This draft does not take any posture on the security properties of the different bootstrapping protocols discussed. Specific security considerations of bootstrapping protocols are present in the respective specifications. Nonetheless, we briefly discuss some important security aspects which are not fully explored in various specifications. Firstly, an IoT system may deal with authorization for resources and services separately from initial security setup in terms of timing as well as protocols. As an example, two resource-constrained devices A and B may perform mutual authentication using credentials provided by an offline third-party X before device A obtains authorization for running a particular application on device B from an online third-party Y. In some cases, authentication and authorization maybe tightly coupled, e.g., successful authentication also means successful authorization. Secondly, initial security setup of IoT devices may be necessary several times during the device lifecycle since keys have limited lifetimes and devices may be lost or resold.

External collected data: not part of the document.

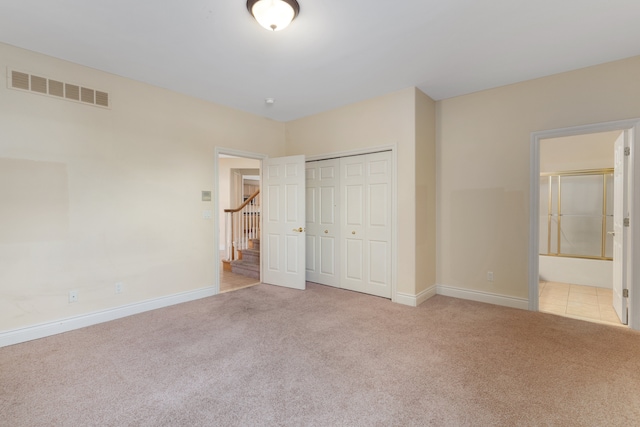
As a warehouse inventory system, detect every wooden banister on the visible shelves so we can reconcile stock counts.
[224,189,260,261]
[224,188,260,213]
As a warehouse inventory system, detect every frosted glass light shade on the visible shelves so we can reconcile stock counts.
[247,0,300,31]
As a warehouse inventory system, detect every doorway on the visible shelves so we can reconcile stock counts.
[529,120,640,329]
[214,149,265,293]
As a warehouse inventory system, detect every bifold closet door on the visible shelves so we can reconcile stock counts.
[306,159,340,287]
[340,152,392,298]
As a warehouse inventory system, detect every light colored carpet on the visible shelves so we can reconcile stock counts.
[0,284,640,426]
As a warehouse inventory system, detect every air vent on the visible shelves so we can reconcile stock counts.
[8,70,110,108]
[11,71,29,90]
[80,87,96,104]
[64,83,80,101]
[49,80,64,97]
[31,76,47,93]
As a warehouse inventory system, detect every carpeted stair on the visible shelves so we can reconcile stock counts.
[231,239,260,279]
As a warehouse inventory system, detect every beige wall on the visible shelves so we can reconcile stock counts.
[540,131,621,172]
[437,57,640,298]
[286,88,435,295]
[414,89,436,294]
[0,44,284,331]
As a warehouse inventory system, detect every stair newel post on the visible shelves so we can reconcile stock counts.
[227,212,235,261]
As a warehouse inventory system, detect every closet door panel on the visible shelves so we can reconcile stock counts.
[306,159,340,286]
[341,152,391,298]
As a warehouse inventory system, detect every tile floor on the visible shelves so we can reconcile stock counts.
[220,251,260,293]
[538,280,624,326]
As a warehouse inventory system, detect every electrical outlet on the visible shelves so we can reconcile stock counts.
[69,291,78,303]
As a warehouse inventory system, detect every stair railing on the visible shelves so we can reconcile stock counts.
[224,189,260,261]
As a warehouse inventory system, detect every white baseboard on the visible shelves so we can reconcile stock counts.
[436,285,529,310]
[395,285,436,307]
[0,287,215,347]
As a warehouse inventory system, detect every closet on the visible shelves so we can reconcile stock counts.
[306,151,392,298]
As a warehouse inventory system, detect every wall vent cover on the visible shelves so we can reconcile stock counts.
[7,70,111,108]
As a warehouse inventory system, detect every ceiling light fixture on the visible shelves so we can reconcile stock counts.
[247,0,300,31]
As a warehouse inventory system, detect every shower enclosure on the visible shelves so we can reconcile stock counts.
[540,169,613,260]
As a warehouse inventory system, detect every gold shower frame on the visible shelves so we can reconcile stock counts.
[540,168,613,261]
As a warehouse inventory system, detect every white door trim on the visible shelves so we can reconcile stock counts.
[213,147,268,295]
[529,118,640,330]
[306,144,396,302]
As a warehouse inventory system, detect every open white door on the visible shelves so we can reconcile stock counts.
[613,131,629,325]
[262,156,305,289]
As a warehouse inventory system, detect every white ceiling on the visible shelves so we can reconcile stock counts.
[0,0,640,121]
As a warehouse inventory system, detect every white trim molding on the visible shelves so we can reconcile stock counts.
[436,285,529,310]
[0,286,215,348]
[394,285,436,307]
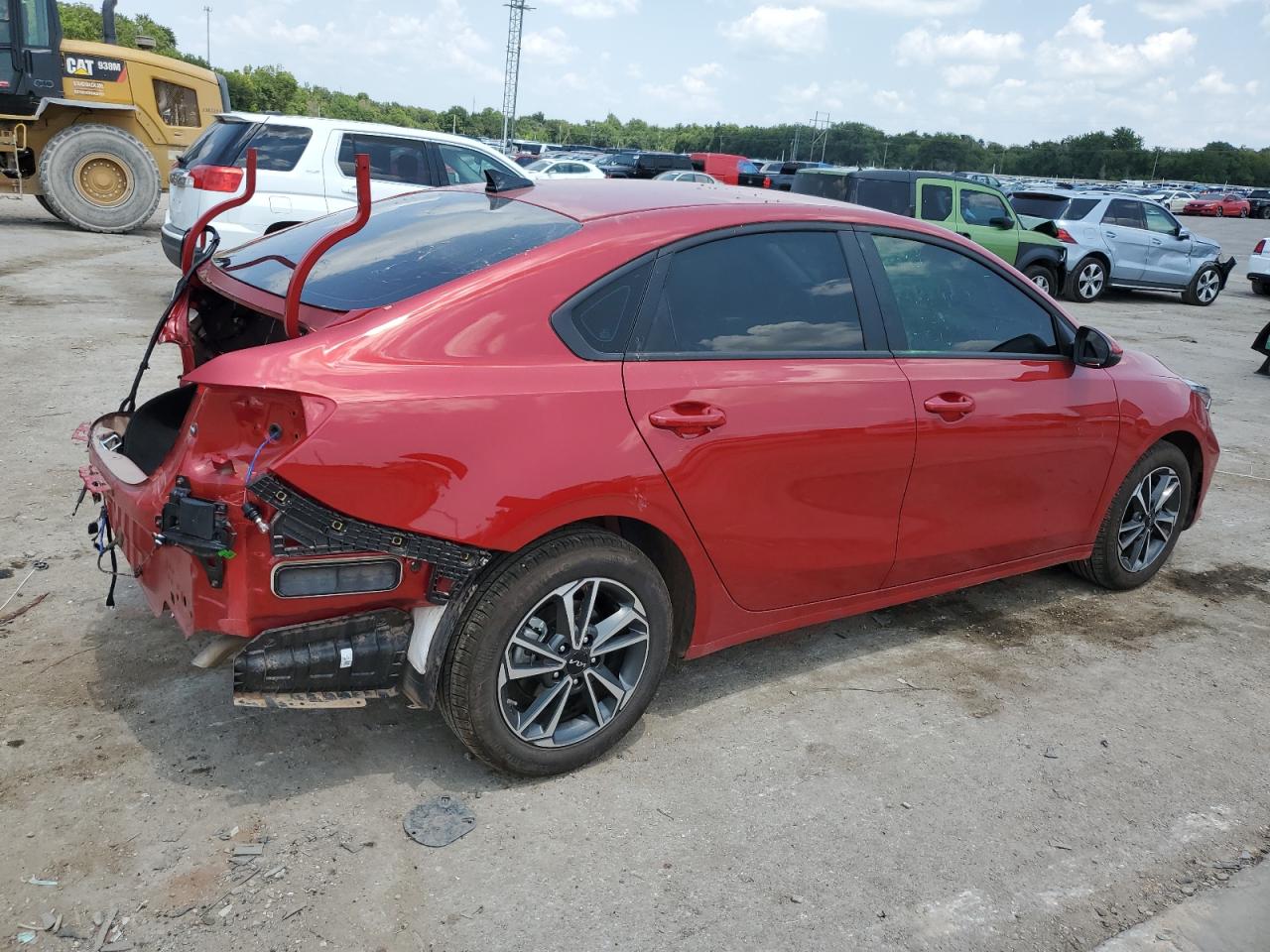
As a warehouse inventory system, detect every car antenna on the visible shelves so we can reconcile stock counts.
[485,169,534,195]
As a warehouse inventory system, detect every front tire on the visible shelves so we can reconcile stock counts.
[1183,264,1221,307]
[40,123,160,235]
[1067,257,1107,303]
[1068,441,1192,590]
[440,530,672,775]
[1024,264,1058,298]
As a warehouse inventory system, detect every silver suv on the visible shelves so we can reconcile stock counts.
[1010,189,1234,307]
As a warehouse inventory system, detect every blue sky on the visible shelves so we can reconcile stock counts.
[139,0,1270,147]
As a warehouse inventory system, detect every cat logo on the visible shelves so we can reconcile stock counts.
[63,56,127,82]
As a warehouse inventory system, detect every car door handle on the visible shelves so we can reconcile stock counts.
[648,400,727,439]
[922,394,974,422]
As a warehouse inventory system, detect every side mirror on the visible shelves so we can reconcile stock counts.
[1072,326,1124,368]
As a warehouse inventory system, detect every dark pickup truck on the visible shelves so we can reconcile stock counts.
[736,162,830,191]
[1248,187,1270,218]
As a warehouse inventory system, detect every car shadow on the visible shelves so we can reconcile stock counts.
[86,568,1088,805]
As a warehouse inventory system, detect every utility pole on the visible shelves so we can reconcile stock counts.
[203,6,212,67]
[808,109,829,163]
[503,0,534,151]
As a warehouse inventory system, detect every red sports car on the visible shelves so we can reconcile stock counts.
[82,181,1218,774]
[1183,195,1251,218]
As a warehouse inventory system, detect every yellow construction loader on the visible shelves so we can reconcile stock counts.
[0,0,230,232]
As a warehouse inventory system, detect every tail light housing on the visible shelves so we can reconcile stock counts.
[190,165,242,191]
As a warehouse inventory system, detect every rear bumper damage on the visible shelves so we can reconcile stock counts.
[80,412,493,707]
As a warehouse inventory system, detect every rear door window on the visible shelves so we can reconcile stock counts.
[235,124,313,172]
[640,231,863,358]
[872,235,1061,357]
[339,132,436,185]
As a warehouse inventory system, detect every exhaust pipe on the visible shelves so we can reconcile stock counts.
[101,0,119,46]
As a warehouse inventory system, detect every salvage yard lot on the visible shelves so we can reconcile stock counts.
[0,199,1270,951]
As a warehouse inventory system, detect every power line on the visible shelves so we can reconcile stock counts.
[503,0,534,150]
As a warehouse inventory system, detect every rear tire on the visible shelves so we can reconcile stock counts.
[40,124,162,235]
[1024,264,1058,298]
[1183,264,1221,307]
[440,530,672,775]
[1068,441,1192,590]
[1067,255,1107,303]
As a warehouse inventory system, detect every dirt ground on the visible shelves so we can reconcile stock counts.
[0,199,1270,952]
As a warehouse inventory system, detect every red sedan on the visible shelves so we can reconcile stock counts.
[1183,195,1251,218]
[82,181,1218,774]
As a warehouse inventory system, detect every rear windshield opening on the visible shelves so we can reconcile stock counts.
[216,190,581,311]
[1010,191,1098,221]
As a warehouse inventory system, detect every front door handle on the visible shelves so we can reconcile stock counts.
[648,400,727,439]
[922,394,974,422]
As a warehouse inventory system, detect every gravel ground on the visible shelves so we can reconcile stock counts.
[0,199,1270,952]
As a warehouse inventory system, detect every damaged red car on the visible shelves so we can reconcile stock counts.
[82,166,1218,774]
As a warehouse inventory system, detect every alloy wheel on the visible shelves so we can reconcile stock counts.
[1117,466,1183,572]
[1195,268,1221,304]
[498,577,649,748]
[1076,262,1106,300]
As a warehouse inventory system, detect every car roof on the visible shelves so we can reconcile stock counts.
[459,178,917,227]
[216,110,500,153]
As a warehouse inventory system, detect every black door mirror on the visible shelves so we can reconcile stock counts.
[1072,326,1121,367]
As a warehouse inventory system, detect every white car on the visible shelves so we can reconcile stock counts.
[163,113,525,266]
[1248,239,1270,295]
[653,169,718,185]
[525,159,604,178]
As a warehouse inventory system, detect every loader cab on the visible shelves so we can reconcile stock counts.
[0,0,63,115]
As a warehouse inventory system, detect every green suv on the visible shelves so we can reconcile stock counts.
[790,169,1067,298]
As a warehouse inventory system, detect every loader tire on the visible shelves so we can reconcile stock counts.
[40,123,162,235]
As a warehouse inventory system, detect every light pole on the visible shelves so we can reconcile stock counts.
[203,6,212,66]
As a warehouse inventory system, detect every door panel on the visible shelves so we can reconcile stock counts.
[886,358,1119,586]
[956,184,1019,264]
[623,358,913,612]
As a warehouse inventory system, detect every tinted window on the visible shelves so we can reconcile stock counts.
[1010,193,1098,221]
[920,185,952,221]
[644,231,863,357]
[1102,198,1147,228]
[339,132,433,185]
[216,191,580,311]
[561,262,653,354]
[790,172,848,202]
[437,144,504,185]
[1142,204,1178,235]
[236,126,313,172]
[154,78,203,130]
[178,119,255,169]
[852,178,912,214]
[961,187,1010,226]
[874,235,1060,355]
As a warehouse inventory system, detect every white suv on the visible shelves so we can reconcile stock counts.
[163,113,525,266]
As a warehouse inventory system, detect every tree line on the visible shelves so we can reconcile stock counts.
[59,3,1270,185]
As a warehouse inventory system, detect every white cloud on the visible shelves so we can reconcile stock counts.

Protocols and systems must have adequate provisions for revocation and fresh security setup. A rerun of the security setup mechanism must be as secure as the initial security setup regardless of whether it is done manually or automatically over the network. Lastly, some IoT networks use a common group key for multicast and broadcast traffic. As the number of devices in a network increase over time, a common group key may not be scalable and the same network may need to be split into separate groups with different keys. Bootstrapping and provisioning protocols may need appropriate mechanisms for identifying and distributing keys to the current member devices of each group.

There are no IANA considerations for this document.

We would like to thank Tuomas Aura, Hannes Tschofenig, and Michael Richardson for providing extensive feedback as well as Rafa Marin-Lopez for his support.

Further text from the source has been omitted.